In previous blog, I mentioned a recent settlement which I obtained for a client from the fund created by the class action against Pfizer concerning Bextra. The client suffered a devastating stroke as a result of taking prescribed high doses of Bextra.
In 2009, Pfizer settled U.S. criminal charges arising out of the Bextra fraud for a total of $2.3 billion. Bextra was approved to treat arthritis and menstrual cramps, but amazingly, was no more powerful than Ibuprofen, while causing damage to heart, brain and skin.
Pfizer brought back to the United States $37 billion in order to take advantage of a one-time tax break that year, so paying the $2.3 billion fine was not a problem. The fine was the largest fine of any kind ever but amounted to less than three weeks of Pfizer sales.
This was Pfizer’s fourth settlement for fraud since 2002.
U.S. prosecutors also allow pharma defendants to set up dummy corporations to pay the fines.
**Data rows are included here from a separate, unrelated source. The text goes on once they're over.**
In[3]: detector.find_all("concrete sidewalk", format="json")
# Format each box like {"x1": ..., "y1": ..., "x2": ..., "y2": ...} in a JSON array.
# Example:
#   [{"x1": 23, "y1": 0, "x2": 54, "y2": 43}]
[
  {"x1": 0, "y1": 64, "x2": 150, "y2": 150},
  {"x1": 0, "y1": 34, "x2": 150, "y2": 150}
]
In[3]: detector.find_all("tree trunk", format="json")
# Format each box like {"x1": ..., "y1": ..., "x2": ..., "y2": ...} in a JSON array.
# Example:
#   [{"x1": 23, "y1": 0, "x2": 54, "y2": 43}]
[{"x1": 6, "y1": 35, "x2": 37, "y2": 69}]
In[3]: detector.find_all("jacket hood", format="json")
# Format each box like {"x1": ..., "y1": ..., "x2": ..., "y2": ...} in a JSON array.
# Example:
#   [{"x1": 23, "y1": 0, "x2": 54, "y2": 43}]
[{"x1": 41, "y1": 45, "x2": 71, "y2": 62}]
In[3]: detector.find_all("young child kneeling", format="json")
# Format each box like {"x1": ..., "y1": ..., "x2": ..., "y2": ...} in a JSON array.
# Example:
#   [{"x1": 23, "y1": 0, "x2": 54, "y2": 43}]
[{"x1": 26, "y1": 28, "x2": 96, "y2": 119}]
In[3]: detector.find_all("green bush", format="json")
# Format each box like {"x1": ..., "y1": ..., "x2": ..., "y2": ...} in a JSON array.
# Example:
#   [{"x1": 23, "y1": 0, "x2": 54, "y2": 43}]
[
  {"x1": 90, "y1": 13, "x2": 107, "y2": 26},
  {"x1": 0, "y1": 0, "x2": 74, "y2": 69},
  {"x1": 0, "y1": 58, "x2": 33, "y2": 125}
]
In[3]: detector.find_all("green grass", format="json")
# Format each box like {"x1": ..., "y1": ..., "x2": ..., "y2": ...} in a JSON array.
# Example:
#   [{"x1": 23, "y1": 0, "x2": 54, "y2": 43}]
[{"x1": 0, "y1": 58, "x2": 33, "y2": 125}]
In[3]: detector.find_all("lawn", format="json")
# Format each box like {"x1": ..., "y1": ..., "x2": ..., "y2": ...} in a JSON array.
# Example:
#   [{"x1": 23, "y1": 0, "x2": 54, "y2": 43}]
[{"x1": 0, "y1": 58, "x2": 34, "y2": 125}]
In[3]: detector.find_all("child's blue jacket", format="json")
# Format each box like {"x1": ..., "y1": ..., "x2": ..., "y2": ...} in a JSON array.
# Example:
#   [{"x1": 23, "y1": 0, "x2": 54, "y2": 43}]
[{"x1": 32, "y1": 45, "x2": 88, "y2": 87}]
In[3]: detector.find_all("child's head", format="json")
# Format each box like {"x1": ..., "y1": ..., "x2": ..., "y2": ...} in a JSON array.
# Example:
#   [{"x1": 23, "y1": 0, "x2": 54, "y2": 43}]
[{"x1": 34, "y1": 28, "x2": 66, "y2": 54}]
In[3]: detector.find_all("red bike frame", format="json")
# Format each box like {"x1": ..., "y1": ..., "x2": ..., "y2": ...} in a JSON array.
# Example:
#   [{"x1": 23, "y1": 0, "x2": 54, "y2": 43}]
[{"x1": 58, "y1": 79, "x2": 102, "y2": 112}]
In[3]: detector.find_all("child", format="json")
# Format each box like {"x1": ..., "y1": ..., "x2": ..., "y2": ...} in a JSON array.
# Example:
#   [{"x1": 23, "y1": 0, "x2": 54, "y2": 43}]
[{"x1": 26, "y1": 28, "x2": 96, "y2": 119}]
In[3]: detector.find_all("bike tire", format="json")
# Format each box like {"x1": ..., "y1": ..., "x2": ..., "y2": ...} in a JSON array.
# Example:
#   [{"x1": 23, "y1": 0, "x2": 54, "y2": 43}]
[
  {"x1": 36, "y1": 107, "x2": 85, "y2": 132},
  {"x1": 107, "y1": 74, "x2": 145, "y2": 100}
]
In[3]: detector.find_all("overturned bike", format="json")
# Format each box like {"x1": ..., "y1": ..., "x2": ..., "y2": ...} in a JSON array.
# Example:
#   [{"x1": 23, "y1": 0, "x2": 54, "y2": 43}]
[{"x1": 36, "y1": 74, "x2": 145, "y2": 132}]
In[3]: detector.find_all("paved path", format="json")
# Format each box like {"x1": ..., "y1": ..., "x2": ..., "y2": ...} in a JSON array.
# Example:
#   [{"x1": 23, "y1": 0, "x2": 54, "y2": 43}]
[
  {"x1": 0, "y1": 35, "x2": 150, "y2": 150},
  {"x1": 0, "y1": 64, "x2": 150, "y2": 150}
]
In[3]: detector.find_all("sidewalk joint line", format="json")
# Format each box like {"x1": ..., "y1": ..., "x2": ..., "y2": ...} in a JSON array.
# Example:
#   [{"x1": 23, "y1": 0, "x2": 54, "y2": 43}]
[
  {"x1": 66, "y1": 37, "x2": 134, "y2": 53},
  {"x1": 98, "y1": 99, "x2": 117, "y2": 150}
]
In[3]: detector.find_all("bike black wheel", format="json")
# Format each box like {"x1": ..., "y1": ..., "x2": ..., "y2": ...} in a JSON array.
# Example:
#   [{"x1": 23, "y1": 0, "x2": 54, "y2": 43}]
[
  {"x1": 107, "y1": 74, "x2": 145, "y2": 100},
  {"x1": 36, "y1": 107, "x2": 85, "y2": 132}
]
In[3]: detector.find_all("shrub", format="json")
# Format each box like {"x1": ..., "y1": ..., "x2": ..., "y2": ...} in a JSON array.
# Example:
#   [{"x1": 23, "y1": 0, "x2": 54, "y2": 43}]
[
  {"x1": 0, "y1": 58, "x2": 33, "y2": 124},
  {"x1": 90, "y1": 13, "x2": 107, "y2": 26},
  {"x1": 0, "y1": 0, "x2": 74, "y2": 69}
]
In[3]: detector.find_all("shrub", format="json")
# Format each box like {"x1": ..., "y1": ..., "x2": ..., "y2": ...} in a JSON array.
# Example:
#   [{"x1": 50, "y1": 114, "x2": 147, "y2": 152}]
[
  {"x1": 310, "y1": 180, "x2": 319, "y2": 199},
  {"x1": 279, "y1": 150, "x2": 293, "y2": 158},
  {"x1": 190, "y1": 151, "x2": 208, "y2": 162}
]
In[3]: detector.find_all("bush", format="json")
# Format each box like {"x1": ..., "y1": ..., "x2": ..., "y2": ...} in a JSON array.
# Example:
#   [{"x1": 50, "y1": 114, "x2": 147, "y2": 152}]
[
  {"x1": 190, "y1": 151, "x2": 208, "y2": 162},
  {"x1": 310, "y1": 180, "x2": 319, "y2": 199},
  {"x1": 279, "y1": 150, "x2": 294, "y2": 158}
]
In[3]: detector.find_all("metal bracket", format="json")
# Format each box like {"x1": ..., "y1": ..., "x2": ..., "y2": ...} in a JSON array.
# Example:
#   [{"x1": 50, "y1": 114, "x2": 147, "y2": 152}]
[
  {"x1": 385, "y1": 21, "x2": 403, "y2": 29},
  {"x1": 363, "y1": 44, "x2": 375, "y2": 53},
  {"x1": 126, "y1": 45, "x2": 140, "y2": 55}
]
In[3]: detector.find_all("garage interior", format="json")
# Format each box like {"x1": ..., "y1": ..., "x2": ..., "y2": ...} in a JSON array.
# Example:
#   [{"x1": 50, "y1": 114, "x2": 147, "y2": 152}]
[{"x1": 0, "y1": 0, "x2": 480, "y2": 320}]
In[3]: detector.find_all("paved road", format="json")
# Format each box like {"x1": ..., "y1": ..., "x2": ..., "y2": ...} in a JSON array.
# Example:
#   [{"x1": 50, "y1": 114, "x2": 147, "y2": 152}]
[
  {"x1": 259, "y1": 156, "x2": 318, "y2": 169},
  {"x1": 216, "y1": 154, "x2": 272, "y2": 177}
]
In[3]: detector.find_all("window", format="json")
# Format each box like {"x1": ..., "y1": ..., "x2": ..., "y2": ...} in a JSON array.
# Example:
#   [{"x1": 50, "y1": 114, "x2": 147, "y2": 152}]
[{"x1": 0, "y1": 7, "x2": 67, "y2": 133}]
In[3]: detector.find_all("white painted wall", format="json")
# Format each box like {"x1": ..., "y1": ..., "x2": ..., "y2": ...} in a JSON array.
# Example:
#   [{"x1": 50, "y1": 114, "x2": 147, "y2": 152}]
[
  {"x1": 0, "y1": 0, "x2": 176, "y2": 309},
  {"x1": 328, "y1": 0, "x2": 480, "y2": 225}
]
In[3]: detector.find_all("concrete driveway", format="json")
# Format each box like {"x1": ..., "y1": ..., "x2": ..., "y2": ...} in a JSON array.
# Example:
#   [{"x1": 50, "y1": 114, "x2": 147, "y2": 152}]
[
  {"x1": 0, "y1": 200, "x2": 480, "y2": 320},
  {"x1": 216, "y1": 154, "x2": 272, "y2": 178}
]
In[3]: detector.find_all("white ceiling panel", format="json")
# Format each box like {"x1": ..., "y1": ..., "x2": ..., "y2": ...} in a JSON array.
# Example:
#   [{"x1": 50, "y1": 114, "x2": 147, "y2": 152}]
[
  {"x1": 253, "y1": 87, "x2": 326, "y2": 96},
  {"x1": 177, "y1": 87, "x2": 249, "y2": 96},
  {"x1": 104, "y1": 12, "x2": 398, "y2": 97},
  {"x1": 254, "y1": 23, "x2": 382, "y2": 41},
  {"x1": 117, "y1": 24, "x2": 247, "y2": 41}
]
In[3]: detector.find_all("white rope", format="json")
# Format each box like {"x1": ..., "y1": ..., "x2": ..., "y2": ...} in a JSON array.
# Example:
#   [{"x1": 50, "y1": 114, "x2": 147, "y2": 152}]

The reason is that U.S. law would prohibit fraudster pharma companies from selling to big U.S. purchasers of drugs such as Medicaid and Medicare. So to facilitate settlement, ways are found to avoid the prohibition.
To truly achieve deterrence and modification of wrongful behavior, the law would need to confiscate all of the profits made by fraudulent sale of drugs, and also impose further significant penalties on the perpetrators of drug fraud.
No matter how many prosecutions undertaken and gargantuan fines levied, and no matter how many class action lawsuits are launched and settled, big pharma still makes money. The big pharma companies may be just too big and too rich for the law to control.